It's back -- the Thanksgiving pre-panic. In preparation for Thanksgiving, in addition to stocking up on turkey stock, pumpkin pie and whipped cream, people are trying to shed those last few pounds before they pack everything back on Thursday. I noticed I had several more people in my classes or new people who normally I don't see in the gym. Regardless of how you are attacking the holiday gain - there are plenty of ways to avoid the extra pounds -
A. Plenty of gyms offer their own Thanksgiving day menu - try a pre-turkey zumba, spin or step class before the turkey.
B. Go for a run - Turkey Trots are as popular as turkey - and some let you sign up on race day - and get a free t-shirt.
C. Grab the Kids and a football (rugby ball) and head to the park - the days not just about watching it on TV.
D. Make sure you look at what you're eating instead of swallowing it whole. Also try some new green veggies for Thanksgiving - give your tired String Bean Casserole a break for Giada's sauteed green beans http://healthy.food.com/recipe/giadas-sauteed-green-beans-194652 or perhaps Ina's roasted brussel sprouts. YUM!!
And if you do end up trying the pumpkin, apple, and pecan pies - know this, as Denise Austin says, tomorrow is another day. Friday you'll get back on your regularly scheduled programming.
I am absolutely in LOVE with the concept of HIIT training - high intensity interval training. I find myself using it frequently in my Bootcamp class. And it's a big hit or "hiit."

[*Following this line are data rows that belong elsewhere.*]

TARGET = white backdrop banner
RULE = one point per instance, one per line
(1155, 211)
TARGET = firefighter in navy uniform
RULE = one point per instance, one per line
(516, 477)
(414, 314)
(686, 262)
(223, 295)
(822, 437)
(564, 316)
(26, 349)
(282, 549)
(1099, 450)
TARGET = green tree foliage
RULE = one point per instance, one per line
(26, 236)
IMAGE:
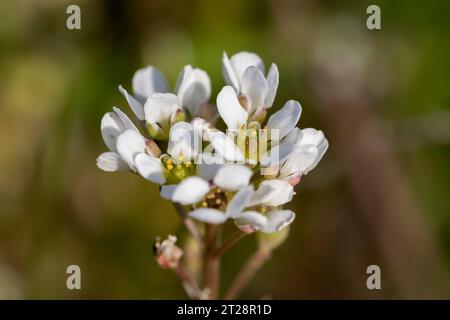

Warm-up 5-7min - we do the same warm-up each week - you can bring your own
I like to bring the heart rate up a bit from the warm-up - we did some light kickboxing here - some punches, knees (alternate) side kicks L&R, front kicks, back kicks, jacks, speed bag, lunge, football runs.
Then grabbed some water and we did our first weights/HIIT set
Using heavy weights
One weight held in 2 hands reverse lunge side twist 10x
reverse fly 10x
10 squats, 10 pushups
First High Intensity set
20 sec 1/2 burpee jump turn 1/2 burpee. 10 sec rest
20 sec high knees 10 sec rest
Then using heavy weights again up on the step- curtsy squat 10x and reverse lunge, 10x, R
repeat set on Left
Sitting on the step, relax back on sit bones and knees in and out, front, side, left, 20x
wide plie squat with overhead triceps 10x
Second HIIT set
MT climbers with hands on step, 4x
4 jump lunges
alternate for 45 sec.
15 sec rest
moderate weights using the step - step knee with a curl - 45 sec
15 sec rest
back to Climbers/lunge
Grab your light weights hold overhead - kick left step or lunge back - repeat 10x switch
row to the stomach, row to the chest
sit on the step - chest press
repeat the 3 point abs on the step
relax it back - straight up crunches, obliques - elbow to knee, reverse crunch
off the step - plank off the step hold 15 sec, 10x knee to opposite shoulder L&R, 5 sec rest on knees, repeat twice.